Parent Vows Petition to Remove Gustavo as UCLA Commencement Speaker

Listen to the message above. It's one Sandy Roberts, outraged that my alma mater, UCLA, chose me to give their commencement speech this month. I was confused at first, though, because I couldn't figure out what exactly upset her so much about me. Was she a Know Nothing? A pedophile apologist? An Armenian genocide-denier? American TP member? Don Papi Pulido acolyte? Pissed-off AFSCME worker? Candy Ass gang spouse?
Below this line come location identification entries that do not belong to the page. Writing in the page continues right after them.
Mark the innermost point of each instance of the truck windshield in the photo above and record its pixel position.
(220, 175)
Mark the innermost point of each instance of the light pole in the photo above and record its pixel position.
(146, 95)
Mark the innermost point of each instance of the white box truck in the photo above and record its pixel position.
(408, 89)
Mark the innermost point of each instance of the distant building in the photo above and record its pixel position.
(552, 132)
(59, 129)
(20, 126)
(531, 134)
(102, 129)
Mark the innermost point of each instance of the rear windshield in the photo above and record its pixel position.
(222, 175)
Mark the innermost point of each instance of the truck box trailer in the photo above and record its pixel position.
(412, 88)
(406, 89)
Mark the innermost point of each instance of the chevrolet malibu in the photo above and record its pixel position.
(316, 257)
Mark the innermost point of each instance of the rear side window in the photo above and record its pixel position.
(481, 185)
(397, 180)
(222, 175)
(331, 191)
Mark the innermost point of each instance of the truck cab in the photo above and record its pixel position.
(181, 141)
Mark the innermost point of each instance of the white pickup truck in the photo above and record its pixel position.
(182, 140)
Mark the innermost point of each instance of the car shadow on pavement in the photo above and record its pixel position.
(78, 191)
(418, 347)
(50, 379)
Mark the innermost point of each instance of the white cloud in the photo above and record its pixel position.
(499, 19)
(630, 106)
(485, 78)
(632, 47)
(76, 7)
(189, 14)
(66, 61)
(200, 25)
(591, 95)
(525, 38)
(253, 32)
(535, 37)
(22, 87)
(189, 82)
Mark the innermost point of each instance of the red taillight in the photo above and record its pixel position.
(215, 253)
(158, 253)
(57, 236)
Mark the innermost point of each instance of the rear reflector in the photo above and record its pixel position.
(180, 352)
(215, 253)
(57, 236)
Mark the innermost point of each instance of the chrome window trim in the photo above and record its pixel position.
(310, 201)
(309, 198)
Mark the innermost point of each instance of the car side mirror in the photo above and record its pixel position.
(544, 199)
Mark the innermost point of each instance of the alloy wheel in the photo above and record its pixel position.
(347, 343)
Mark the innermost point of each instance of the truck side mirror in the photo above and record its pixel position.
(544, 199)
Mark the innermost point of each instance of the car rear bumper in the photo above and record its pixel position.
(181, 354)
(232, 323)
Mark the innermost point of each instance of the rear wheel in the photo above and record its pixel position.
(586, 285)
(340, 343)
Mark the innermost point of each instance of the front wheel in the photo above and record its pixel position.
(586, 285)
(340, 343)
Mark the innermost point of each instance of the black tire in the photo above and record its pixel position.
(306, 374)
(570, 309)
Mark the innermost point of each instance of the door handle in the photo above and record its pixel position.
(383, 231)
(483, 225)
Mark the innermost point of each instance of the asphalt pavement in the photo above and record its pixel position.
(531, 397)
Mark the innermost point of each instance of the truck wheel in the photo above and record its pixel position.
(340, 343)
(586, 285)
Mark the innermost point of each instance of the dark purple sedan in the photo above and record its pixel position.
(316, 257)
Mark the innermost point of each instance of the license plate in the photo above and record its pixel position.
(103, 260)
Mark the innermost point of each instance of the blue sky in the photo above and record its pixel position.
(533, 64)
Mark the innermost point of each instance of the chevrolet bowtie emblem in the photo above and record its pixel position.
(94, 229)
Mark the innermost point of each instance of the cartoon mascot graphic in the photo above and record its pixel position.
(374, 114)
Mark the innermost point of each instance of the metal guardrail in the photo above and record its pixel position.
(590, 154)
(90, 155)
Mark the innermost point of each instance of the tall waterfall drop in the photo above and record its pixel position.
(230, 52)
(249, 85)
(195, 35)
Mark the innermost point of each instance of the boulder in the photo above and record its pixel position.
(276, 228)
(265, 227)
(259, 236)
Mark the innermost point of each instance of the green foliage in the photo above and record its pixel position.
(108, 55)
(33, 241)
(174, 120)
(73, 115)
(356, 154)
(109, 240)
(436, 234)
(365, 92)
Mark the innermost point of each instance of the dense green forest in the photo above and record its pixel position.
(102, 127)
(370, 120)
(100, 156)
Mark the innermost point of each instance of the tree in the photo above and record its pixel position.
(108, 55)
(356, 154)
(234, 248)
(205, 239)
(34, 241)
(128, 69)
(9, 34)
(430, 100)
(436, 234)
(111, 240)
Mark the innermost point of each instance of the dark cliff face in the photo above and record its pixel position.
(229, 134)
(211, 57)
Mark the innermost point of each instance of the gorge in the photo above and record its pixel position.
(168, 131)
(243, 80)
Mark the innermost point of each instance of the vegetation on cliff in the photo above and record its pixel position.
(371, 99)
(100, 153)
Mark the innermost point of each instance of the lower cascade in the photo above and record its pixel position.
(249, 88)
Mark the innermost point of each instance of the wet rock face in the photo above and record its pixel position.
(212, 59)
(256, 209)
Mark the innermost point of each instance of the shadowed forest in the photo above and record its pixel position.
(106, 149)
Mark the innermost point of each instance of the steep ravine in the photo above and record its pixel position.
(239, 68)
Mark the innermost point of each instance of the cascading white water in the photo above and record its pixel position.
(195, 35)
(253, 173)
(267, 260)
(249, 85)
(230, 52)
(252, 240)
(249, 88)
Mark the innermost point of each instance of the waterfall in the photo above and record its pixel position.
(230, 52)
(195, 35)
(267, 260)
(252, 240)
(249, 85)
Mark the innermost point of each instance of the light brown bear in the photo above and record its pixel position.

Ya gotta give me something to work with, Sandy!

Today, I received a fax from her that she sent Friday to UCLA Chancellor Gene Block that made sense–I'm not “cool” enough.


Roberts uttered most of the same inanities she left on my voice mail, except the number of parents upset turned to 20 from the 50 she claimed. “I am not Mexican and I could care less what the 'Ask a Mexican' columnist has to say,” she wrote. “THIS IS REVERSE RACISM.”

The woman then went on to list people she thinks are better suited than me, reasoning, “Of all the significant people in the world and all of the 'cool' celebrities in LA, I am certain you can do better than this.” Some of her choices: Carol Lin, Donald Trump, Jack Black, and Phil Knight, oblivious on the latter suggestion that UCLA is an Adidas school, not Nike.

On one point do Sandy and I agree: inviting Law and Order: Special Victims Unit star and fellow Bruin Mariska Hargitay instead of me. She's HOT!